Ensure IAM groups, users, and roles do not have any inline policies.
Rule | IAM groups, users, and roles should not have any inline policies |
Framework | Federal Financial Institutions Examination Council (FFIEC) |
Severity | ✔ Low |
Rule Description
The rule prohibits IAM groups, users, and roles from having any inline policies specifically for the Federal Financial Institutions Examination Council (FFIEC). Inline policies provide permissions directly to individual entities within IAM, such as groups, users, or roles. This rule aims to ensure that the FFIEC-related permissions are only granted through managed policies, which can offer centralized control and consistent policy enforcement.
Reason for the Rule
By disallowing inline policies for FFIEC, the organization can maintain a more robust and manageable IAM configuration. Centralized policies improve security and compliance by ensuring that the permissions related to FFIEC are governed through controlled and auditable mechanisms.
Troubleshooting Steps
No specific troubleshooting steps are required for this rule as it is a preventive measure. However, if inline policies for FFIEC are found, remediation steps should be followed to rectify the non-compliant state.
Remediation
If any IAM groups, users, or roles are found with inline policies related to FFIEC, follow the steps below to remediate the issue:
Identify the IAM entity (group/user/role) with the inline policy for FFIEC.

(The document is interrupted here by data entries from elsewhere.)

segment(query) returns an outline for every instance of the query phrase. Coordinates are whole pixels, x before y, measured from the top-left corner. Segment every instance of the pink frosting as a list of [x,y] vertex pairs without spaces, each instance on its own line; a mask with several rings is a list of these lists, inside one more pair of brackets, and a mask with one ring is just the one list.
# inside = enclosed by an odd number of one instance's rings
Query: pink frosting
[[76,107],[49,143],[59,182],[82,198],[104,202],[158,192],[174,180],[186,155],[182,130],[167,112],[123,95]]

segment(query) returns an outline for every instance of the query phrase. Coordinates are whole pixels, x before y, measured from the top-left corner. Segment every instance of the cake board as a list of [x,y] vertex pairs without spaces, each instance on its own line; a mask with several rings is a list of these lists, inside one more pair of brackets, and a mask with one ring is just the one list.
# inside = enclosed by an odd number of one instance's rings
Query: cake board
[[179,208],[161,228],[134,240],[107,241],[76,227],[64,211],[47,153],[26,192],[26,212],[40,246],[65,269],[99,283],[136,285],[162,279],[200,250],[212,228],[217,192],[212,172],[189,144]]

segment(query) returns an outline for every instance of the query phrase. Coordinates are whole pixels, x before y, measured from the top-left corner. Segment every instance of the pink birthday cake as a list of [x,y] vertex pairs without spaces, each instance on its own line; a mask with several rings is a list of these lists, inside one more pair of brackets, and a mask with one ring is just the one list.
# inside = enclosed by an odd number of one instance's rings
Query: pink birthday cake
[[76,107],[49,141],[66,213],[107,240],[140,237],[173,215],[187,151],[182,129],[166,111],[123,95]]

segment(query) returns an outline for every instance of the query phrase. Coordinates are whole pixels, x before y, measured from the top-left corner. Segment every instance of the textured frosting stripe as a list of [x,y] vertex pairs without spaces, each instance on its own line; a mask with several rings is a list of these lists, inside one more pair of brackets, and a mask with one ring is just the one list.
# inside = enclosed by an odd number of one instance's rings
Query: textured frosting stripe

Review the policy and determine the corresponding managed policy that aligns with the FFIEC requirements.
Create a new managed policy or modify an existing one to include the necessary FFIEC permissions.
Attach the newly created or modified managed policy to the IAM entity instead of the inline policy.

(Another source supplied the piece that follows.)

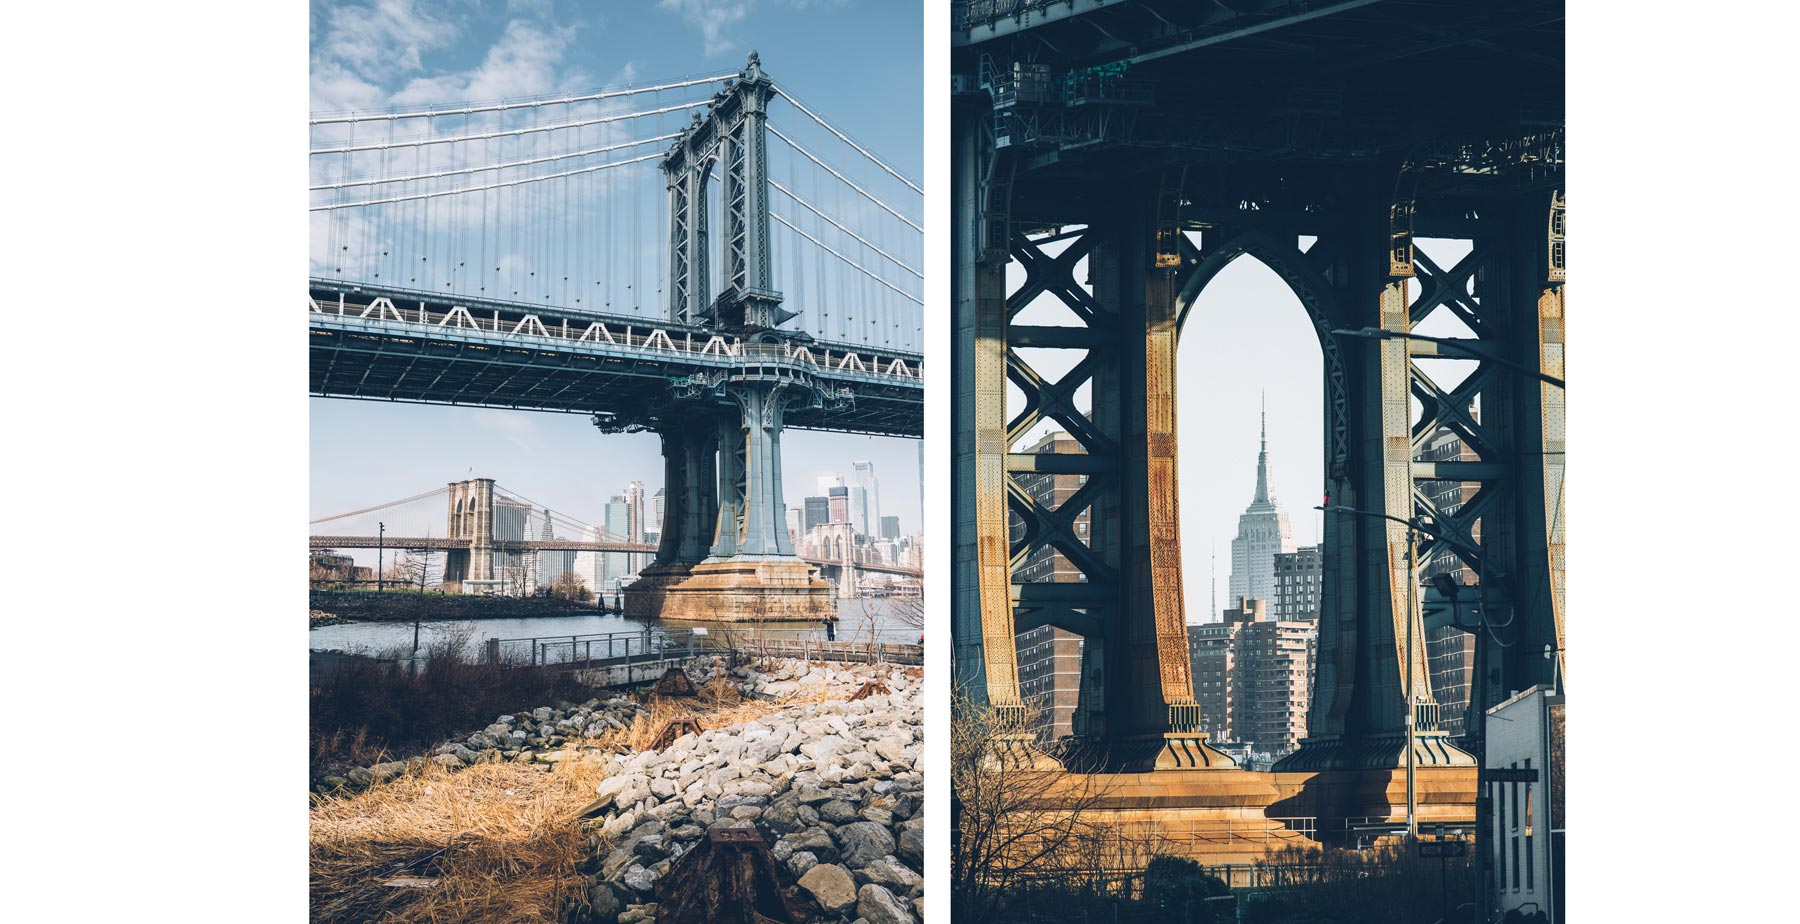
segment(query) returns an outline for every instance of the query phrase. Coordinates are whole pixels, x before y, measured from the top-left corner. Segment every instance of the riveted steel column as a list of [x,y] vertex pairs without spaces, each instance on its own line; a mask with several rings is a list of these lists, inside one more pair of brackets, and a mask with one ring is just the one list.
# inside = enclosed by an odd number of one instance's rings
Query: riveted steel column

Test the updated configuration to ensure the proper application of the FFIEC-related permissions.
CLI Commands
The following AWS CLI commands can be used for remediation if inline policies for FFIEC are found:
aws iam list-groups
aws iam list-users
aws iam list-roles
aws iam list-attached-group-policies --group-name <group_name> aws iam list-attached-user-policies --user-name <user_name> aws iam list-attached-role-policies --role-name <role_name>
aws iam detach-group-policy --group-name <group_name> --policy-arn <policy_arn> aws iam detach-user-policy --user-name <user_name> --policy-arn <policy_arn> aws iam detach-role-policy --role-name <role_name> --policy-arn <policy_arn>
aws iam create-policy --policy-name <policy_name> --policy-document <policy_document> aws iam create-policy-version --policy-arn <policy_arn> --policy-document <policy_document>
aws iam attach-group-policy --group-name <group_name> --policy-arn <policy_arn> aws iam attach-user-policy --user-name <user_name> --policy-arn <policy_arn> aws iam attach-role-policy --role-name <role_name> --policy-arn <policy_arn>
Ensure that you replace
<group_name>
, <user_name>
, <role_name>
, <policy_arn>
, <policy_name>
, and <policy_document>
with the actual names and values specific to your environment.Compliance
Regularly review IAM entities for any inline policies related to FFIEC and ensure adherence to the rule. The use of managed policies for FFIEC permissions guarantees better control and simplifies the auditing process for regulatory compliance purposes.